In a recent ruling, the Minnesota Supreme Court held that, under Minnesota negligence law, manufacturers and suppliers have a duty to warn foreseeable users of dangers inherent in the product, and that this duty includes a duty to give adequate instructions on the safe use of the product. However, the Minnesota Supreme Court specifically declined to extend this duty to require suppliers or manufacturers to train users in the safe use of their product.

Glorvigen v. Cirrus Design Corporation, -- N.W.2d -- (2012), 2012 WL 2913203, decided on July 18, 2012, arises out of the crash of a Cirrus SR22 airplane in January 2003, which killed both men on board and destroyed the hull. Combined lawsuits brought by the estates of both decedents against Cirrus, as the manufacturer and seller, alleged breach of the duty to warn and to provide adequate instructions for the safe use of its airplanes. The pilot and owner of the accident aircraft purchased the SR22 just one month before the crash. As part of the purchase of the airplane, Cirrus provided him a two-day training program, including both ground school and flight instruction, designed to help already-licensed pilots transition into the SR22. The pilot successfully completed the transitional training, but apparently did not receive a part of the in-flight instruction that practiced a maneuver for recovery from unexpected flight while under Visual Flight Rules (VFR) into Instrument Meteorological Conditions (IMC). The crash resulted from such an encounter and the improper recovery from VFR into IMC.

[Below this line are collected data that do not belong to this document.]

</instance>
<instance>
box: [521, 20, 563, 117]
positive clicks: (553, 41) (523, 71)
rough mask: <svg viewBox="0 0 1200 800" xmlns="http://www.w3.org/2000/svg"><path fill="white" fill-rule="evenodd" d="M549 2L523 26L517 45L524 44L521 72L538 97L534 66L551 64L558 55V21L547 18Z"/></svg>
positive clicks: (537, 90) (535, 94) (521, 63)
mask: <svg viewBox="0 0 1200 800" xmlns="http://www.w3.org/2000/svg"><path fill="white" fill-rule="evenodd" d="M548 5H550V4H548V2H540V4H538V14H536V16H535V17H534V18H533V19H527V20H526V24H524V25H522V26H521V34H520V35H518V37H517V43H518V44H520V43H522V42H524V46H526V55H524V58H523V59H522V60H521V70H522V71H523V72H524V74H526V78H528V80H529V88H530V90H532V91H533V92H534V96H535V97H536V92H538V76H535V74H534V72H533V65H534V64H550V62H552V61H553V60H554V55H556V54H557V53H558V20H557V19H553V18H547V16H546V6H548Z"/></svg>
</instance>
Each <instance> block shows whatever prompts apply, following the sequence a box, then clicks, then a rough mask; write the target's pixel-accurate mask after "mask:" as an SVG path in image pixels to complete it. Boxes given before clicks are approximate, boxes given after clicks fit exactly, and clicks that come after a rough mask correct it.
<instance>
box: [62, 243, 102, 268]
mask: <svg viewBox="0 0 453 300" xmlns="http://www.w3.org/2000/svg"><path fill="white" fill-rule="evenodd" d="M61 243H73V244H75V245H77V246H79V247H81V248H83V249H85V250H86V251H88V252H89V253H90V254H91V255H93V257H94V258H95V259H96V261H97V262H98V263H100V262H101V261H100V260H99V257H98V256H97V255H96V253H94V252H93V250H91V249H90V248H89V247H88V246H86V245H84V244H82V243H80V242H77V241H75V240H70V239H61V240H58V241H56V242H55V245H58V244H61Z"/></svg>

The Minnesota Supreme Court held that failing to provide the applicable in-flight training did not amount to a breach of the duty to warn. While there was no dispute that as the supplier and manufacturer of the airplane Cirrus had a duty to warn foreseeable users like the pilot/buyer, and that the duty to warn includes a duty to give adequate instructions on the safe use of Cirrus airplanes, the Court held that the duty to warn was satisfied through written instructions. Cirrus provided the pilot/buyer of the aircraft with multiple sources of written instructions on proper recovery from VFR into IMC, including the Pilot Operating Handbook and the Autopilot Operating Handbook. The Court noted that "[t]he duty to warn has never before required a supplier or manufacturer to provide training, only accurate and thorough instructions," and an imposition of a duty to train would require an "unprecedented expansion of the law."

The Court also rejected the idea that Cirrus's failure to provide the applicable flight instruction, as it had contracted to do, could support a negligence cause of action. The Court reasoned that fundamental differences between contract and tort law mean that a breach of a duty imposed by contract does not result in responsibility for tort damages. Because the duty to provide the applicable flight lesson could have arisen only from the contract, the Court held recovery in tort was not permitted. This ruling thus maintains the crucial difference in responsibilities voluntarily assumed in contract and those imposed by law in tort.

The Minnesota Supreme Court specifically did not reach the issue of educational malpractice that was fully analyzed by the lower court's opinion. (796 N.W.2d 541.) In that 2011 opinion, the Minnesota Court of Appeals explained that under Minnesota law, the educational malpractice bar is meant to avoid inquiry into the nuances of educational process and theories. The Appeals Court held that a determination of whether the transition training was ineffective due to a failure to provide the inadvertent VFR into IMC recovery maneuver would involve precisely the type of inquiry into the nuances of the educational process that the educational malpractice bar is meant to avoid. Thus, the negligence claim was barred as a matter of law.

While Glorvigen applied only Minnesota law, and did not provide a final word on the educational malpractice issue, it is persuasive authority that may be applied to claims brought under similar negligence laws in other states. The case therefore provides another useful tool in the defense of claims arising out of allegedly inadequate pilot training.

Because of the generality of this update, the information provided herein may not be applicable in all situations and should not be acted upon without specific legal advice based on particular situations.